APBRmetrics Forum Index APBRmetrics
The statistical revolution will not be televised.
 
 FAQFAQ   SearchSearch   MemberlistMemberlist   UsergroupsUsergroups   RegisterRegister 
 ProfileProfile   Log in to check your private messagesLog in to check your private messages   Log inLog in 

Searching for Data
Goto page Previous  1, 2
 
Post new topic   Reply to topic    APBRmetrics Forum Index -> General discussion
View previous topic :: View next topic  
Author Message
Mountain



Joined: 13 Mar 2007
Posts: 374

PostPosted: Thu Jan 31, 2008 12:17 pm    Post subject: Reply with quote

Some thoughts for the discussion:

5 man lineups have offensive and defensive efficiencies. Teams do in a sense as the sum of all 5 man lineups used but that can vary some or a lot game to game. The team average efficiencies are not fixed. Clearly they are affected game by game by opponent but also by choice of how to matchup to opponent. There may be a stat based optimal set & timing of 5 man lineups on average or for use in a particular game (based on study of past direct matchups or extended to team similars) but performance in each game will vary.

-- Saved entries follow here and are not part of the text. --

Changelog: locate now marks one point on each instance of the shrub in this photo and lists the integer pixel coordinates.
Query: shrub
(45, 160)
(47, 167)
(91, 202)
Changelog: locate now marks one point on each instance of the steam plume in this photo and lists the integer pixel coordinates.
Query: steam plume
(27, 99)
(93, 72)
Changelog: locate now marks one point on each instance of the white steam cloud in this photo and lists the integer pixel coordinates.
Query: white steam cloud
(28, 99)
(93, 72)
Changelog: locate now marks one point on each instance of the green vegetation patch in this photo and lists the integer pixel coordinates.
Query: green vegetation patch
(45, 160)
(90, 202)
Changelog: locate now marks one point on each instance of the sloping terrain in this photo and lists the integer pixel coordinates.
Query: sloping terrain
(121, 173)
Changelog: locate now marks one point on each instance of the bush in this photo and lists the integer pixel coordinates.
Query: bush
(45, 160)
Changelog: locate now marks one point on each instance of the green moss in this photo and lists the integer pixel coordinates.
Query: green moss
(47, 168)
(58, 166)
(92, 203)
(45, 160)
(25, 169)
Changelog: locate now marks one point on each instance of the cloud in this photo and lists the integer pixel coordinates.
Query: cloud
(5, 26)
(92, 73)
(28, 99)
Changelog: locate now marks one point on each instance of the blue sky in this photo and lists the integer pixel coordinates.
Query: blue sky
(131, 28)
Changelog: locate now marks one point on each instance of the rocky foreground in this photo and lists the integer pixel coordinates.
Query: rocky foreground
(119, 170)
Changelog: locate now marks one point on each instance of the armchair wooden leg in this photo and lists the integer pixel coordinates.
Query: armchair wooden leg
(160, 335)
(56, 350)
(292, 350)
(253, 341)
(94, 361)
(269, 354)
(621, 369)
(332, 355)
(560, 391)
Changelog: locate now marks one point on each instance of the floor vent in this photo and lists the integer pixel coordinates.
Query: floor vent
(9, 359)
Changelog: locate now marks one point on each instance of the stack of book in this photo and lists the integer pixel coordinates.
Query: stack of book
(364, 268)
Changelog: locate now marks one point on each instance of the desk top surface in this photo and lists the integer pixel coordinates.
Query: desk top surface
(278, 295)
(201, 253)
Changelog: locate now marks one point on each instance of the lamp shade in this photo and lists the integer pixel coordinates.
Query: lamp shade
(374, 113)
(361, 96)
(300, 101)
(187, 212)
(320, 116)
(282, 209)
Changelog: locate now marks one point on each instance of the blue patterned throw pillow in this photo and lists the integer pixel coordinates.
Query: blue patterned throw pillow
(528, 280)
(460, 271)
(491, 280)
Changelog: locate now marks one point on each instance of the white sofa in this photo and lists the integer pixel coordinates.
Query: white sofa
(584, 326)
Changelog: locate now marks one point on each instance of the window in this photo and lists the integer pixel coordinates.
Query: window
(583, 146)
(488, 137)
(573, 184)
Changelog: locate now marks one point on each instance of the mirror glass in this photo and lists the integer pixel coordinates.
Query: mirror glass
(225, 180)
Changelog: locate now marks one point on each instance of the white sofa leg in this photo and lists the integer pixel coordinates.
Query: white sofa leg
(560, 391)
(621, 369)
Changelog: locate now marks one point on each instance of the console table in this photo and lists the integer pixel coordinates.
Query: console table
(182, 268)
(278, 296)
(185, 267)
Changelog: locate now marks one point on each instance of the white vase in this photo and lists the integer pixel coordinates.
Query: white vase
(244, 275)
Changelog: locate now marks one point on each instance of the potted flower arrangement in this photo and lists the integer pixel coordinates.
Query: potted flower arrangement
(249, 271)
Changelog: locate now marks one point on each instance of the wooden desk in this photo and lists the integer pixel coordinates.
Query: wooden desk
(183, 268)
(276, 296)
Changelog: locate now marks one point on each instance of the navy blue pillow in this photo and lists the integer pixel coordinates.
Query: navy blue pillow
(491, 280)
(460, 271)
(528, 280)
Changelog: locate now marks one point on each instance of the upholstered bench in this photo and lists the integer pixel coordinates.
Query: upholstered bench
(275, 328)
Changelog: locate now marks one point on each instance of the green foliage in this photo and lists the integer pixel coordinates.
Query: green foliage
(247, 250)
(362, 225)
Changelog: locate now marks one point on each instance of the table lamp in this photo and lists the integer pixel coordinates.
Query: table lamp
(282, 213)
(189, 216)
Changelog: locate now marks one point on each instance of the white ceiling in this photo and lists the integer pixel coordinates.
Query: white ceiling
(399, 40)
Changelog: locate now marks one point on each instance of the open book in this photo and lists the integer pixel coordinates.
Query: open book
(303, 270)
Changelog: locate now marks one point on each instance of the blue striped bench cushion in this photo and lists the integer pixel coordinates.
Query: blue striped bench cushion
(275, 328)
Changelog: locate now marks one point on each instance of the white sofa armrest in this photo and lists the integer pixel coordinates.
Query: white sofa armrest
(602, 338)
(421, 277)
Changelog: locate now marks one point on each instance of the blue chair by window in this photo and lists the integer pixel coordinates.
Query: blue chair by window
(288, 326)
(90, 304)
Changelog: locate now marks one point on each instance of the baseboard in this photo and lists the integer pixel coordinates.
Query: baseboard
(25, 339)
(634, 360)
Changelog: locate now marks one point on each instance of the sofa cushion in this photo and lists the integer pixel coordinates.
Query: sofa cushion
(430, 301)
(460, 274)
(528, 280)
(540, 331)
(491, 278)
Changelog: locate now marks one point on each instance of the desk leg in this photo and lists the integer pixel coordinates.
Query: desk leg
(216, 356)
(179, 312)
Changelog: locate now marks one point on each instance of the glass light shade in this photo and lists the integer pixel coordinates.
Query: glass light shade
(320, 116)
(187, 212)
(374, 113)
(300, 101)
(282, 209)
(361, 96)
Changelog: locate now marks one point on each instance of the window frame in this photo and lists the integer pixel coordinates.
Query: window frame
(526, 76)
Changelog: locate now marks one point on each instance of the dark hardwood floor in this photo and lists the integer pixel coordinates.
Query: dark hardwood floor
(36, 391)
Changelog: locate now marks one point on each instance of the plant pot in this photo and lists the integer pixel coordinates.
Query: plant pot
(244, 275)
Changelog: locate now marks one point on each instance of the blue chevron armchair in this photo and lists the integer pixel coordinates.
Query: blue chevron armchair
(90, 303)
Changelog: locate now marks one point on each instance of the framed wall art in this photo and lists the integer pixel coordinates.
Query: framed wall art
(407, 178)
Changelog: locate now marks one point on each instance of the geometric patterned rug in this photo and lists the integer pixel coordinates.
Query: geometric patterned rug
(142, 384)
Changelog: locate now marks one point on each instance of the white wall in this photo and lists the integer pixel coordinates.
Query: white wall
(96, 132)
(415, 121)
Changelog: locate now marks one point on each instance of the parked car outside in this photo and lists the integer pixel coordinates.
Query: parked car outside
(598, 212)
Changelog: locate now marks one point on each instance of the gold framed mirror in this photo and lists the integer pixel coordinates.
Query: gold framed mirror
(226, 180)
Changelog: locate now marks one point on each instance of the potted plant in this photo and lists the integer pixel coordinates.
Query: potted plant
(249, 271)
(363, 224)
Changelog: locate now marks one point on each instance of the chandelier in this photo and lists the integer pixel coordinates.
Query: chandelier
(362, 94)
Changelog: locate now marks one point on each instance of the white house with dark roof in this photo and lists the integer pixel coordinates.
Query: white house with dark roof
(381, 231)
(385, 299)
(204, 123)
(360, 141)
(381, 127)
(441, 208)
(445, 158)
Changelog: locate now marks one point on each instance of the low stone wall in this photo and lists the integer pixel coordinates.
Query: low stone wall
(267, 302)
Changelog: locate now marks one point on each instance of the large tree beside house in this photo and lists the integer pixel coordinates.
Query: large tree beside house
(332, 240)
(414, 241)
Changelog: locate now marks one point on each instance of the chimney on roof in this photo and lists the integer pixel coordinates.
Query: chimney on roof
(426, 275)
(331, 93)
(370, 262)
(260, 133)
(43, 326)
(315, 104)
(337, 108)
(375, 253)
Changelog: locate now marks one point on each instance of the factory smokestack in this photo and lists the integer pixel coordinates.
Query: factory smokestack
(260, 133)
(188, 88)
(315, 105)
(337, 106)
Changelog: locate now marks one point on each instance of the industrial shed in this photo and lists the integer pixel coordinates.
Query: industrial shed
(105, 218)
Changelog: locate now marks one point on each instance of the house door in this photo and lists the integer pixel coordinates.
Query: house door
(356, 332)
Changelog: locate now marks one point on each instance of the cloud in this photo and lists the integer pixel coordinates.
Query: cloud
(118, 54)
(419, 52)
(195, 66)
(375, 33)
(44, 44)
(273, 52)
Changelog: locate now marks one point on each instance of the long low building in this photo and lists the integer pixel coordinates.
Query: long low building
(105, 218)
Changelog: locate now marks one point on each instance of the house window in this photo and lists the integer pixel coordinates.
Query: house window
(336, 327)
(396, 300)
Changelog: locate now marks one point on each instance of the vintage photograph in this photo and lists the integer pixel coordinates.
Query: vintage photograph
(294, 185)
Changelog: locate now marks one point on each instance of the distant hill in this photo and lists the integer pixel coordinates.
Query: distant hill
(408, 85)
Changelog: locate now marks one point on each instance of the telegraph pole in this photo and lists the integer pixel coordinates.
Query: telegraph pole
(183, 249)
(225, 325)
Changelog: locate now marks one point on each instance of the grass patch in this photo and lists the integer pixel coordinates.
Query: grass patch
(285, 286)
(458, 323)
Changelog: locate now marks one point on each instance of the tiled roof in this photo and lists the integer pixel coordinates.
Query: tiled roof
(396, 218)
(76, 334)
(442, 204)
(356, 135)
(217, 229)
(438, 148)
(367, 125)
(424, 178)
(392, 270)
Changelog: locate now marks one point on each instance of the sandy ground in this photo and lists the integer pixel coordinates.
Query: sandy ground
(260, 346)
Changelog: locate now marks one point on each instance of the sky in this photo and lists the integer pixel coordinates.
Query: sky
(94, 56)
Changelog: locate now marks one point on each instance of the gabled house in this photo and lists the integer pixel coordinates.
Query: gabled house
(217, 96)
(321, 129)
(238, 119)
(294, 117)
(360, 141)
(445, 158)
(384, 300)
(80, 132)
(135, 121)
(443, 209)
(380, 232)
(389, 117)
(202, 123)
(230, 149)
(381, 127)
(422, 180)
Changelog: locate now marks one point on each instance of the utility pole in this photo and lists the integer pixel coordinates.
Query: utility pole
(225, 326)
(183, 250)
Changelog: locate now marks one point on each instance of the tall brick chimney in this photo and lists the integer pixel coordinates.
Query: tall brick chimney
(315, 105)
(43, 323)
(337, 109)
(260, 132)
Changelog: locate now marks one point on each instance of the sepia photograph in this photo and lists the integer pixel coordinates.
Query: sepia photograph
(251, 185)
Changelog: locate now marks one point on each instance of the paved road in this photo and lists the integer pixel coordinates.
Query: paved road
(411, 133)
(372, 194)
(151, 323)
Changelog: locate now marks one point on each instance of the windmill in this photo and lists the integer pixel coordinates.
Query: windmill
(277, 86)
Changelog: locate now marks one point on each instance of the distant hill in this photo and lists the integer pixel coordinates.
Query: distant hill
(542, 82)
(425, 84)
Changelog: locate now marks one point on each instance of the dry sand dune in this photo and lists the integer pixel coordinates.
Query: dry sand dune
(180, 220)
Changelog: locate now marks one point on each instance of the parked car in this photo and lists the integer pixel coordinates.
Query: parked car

I share these comments in relation to seeking a "real" or "a priori" team efficiency. The values you get for that are influenced by all the coaching choices regarding lineups and matchups. Some teams vary lineup and matchup strategy more than others and I would guess this may be affecting the actual match pattern with your predictions you cited above. I don't think you are getting to underlying real team efficiency unless you assume that coaches have optimalized equally.

An alternative to the search for underlying "team" efficiency would be to adjust the 5 man lineups compiled at basketballvalue.com and know the adjusted efficiencies. Then perhaps you can try to go from 5 man lineup to optimize matchups to get to predicted team performance in a game or season average that way. The way coaches do or should.

That is my reaction for what it might be worth Dream-. Getting to your ultimate goal may take additional steps and be very hard. But certainly more things can be learned toward the goal from your efforts and I look forward to hearing more of your method and findings.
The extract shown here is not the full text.